Años después, incluirá este suceso en un breve capitulillo de su novela Casillero del diablo (Xorki). Por supuesto, aquel aborto de suicida en calzoncillos era yo. No podía dejar abandonados a Kafka, a Bernhard, a Houellebecq, a Grass… Entonces, me decidí a estudiar Teoría de la literatura y literatura comparada, y hacerme Doctor en Estudios Literarios…, pero bueno, esa ya es otra historia.

Fue el fotógrafo húngaro André Kertész, hijo de librero, quién se dedicó a retratar en sus fotos a los lectores que sorprendía en cualquier lugar, ensimismados en sus libros. Blindados en sus libros. Parapetados tras los volúmenes. Entre 1915 y 1975, desde Budapest a París, y Nueva York, recogió instantáneas de personas defendiéndose de las afrentas de la vida con un libro. Esta fotos se pueden verse en el libro Leer (editado por     Periférica y Errata Naturae).

No puedo terminar esta columna sin recordar las palabras del escritor Willian Sommerset Maugham:

Adquirir el hábito de la lectura es construirse un refugio contra casi todas las miserias de la vida”.

Y sin recordar a Cervantes cuando nos avisa de que:

en algún lugar de un libro hay una frase esperándonos para darle un sentido a la existencia”.

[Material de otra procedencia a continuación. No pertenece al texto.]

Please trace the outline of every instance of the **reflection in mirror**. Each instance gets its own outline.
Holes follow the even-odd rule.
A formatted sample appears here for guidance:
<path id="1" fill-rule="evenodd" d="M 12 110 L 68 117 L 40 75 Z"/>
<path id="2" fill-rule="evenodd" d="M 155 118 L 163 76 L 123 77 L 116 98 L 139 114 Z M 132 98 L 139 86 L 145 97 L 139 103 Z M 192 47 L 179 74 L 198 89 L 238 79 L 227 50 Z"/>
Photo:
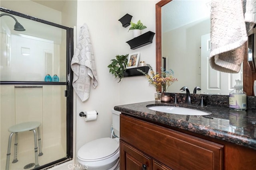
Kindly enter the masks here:
<path id="1" fill-rule="evenodd" d="M 66 55 L 66 29 L 14 16 L 26 31 L 14 30 L 14 20 L 9 16 L 0 18 L 1 55 L 4 56 L 1 57 L 1 80 L 44 82 L 48 74 L 66 82 L 66 65 L 61 64 L 66 62 L 66 57 L 61 57 Z"/>
<path id="2" fill-rule="evenodd" d="M 179 93 L 186 86 L 190 92 L 228 95 L 235 80 L 242 80 L 242 68 L 237 74 L 221 72 L 208 63 L 210 49 L 210 1 L 173 0 L 162 7 L 162 57 L 178 81 L 168 92 Z"/>

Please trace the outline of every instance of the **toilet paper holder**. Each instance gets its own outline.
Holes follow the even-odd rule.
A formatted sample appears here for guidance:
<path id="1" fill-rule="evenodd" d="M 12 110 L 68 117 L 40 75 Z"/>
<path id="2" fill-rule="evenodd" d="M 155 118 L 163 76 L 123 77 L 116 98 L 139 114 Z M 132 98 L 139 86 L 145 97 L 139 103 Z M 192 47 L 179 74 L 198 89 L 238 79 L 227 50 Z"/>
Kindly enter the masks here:
<path id="1" fill-rule="evenodd" d="M 97 114 L 98 115 L 98 112 L 97 112 Z M 81 117 L 86 117 L 86 115 L 84 114 L 84 113 L 82 111 L 79 113 L 79 116 Z"/>

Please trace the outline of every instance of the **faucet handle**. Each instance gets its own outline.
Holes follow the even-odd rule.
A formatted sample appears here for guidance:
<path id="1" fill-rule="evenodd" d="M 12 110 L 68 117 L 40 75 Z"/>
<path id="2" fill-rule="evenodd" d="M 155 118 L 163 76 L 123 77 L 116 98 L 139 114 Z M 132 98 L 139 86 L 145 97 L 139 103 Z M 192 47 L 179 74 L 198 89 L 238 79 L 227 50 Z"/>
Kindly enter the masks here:
<path id="1" fill-rule="evenodd" d="M 193 93 L 194 94 L 196 94 L 197 90 L 201 90 L 202 89 L 200 88 L 200 87 L 198 87 L 198 86 L 196 86 L 195 87 L 195 88 L 194 89 L 194 91 L 193 92 Z"/>
<path id="2" fill-rule="evenodd" d="M 175 96 L 175 97 L 174 98 L 174 103 L 175 103 L 175 104 L 176 104 L 178 103 L 178 99 L 177 98 L 177 94 L 176 93 L 170 93 L 170 94 L 174 94 Z"/>
<path id="3" fill-rule="evenodd" d="M 205 104 L 204 100 L 204 96 L 213 96 L 212 94 L 203 94 L 202 95 L 201 100 L 200 100 L 200 102 L 199 103 L 199 104 L 198 106 L 206 106 L 206 105 Z"/>

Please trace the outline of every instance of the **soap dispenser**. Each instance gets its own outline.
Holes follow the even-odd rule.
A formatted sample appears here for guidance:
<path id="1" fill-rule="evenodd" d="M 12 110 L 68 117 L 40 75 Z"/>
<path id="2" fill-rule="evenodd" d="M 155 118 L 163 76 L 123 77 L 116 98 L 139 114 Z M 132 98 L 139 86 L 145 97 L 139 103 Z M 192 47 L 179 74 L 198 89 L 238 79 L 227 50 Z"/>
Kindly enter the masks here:
<path id="1" fill-rule="evenodd" d="M 54 82 L 59 82 L 59 77 L 57 74 L 54 74 L 52 76 L 52 81 Z"/>
<path id="2" fill-rule="evenodd" d="M 242 81 L 236 80 L 235 89 L 229 93 L 229 108 L 238 111 L 246 110 L 246 94 L 242 90 Z"/>

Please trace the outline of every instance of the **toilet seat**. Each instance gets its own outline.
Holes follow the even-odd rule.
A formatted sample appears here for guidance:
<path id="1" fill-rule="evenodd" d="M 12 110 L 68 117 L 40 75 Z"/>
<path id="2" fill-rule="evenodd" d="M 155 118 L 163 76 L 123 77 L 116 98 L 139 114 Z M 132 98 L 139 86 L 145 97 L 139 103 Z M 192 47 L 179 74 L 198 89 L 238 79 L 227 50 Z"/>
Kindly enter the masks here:
<path id="1" fill-rule="evenodd" d="M 119 151 L 119 141 L 109 137 L 94 140 L 84 145 L 77 152 L 82 161 L 96 162 L 104 160 Z"/>

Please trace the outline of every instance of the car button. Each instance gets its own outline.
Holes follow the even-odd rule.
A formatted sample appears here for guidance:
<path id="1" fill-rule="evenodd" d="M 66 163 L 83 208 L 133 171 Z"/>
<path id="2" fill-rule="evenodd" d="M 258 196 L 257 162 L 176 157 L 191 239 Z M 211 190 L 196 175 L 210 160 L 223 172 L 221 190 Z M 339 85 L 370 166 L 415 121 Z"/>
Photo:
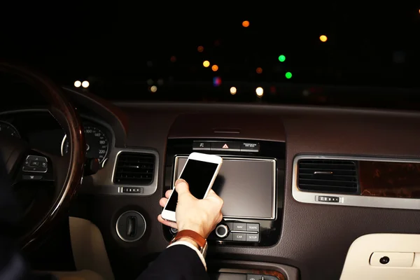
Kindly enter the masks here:
<path id="1" fill-rule="evenodd" d="M 260 144 L 258 143 L 244 142 L 241 144 L 240 149 L 241 152 L 258 152 L 260 151 Z"/>
<path id="2" fill-rule="evenodd" d="M 237 142 L 211 142 L 211 150 L 240 152 L 241 145 Z"/>
<path id="3" fill-rule="evenodd" d="M 195 141 L 192 142 L 192 150 L 210 150 L 211 148 L 211 142 L 206 141 Z"/>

Así es, y por eso, la persona a la que me refería al principio, ha elegido muy bien al refugiarse en los libros para superar un trance tan doloroso como la pérdida de un ser querido. Porque en esta vida somos superhéroes del sufrimiento y nos comportamos ante el daño que nos inflige la realidad batallando como Batman o Superman. Solo nos falta llevar puesta una capa. Y esa capa son, sin duda, nuestras lecturas favoritas, nuestros libros, aquellos que nos blindan y nos hacen más fuertes. Y nos permiten volar.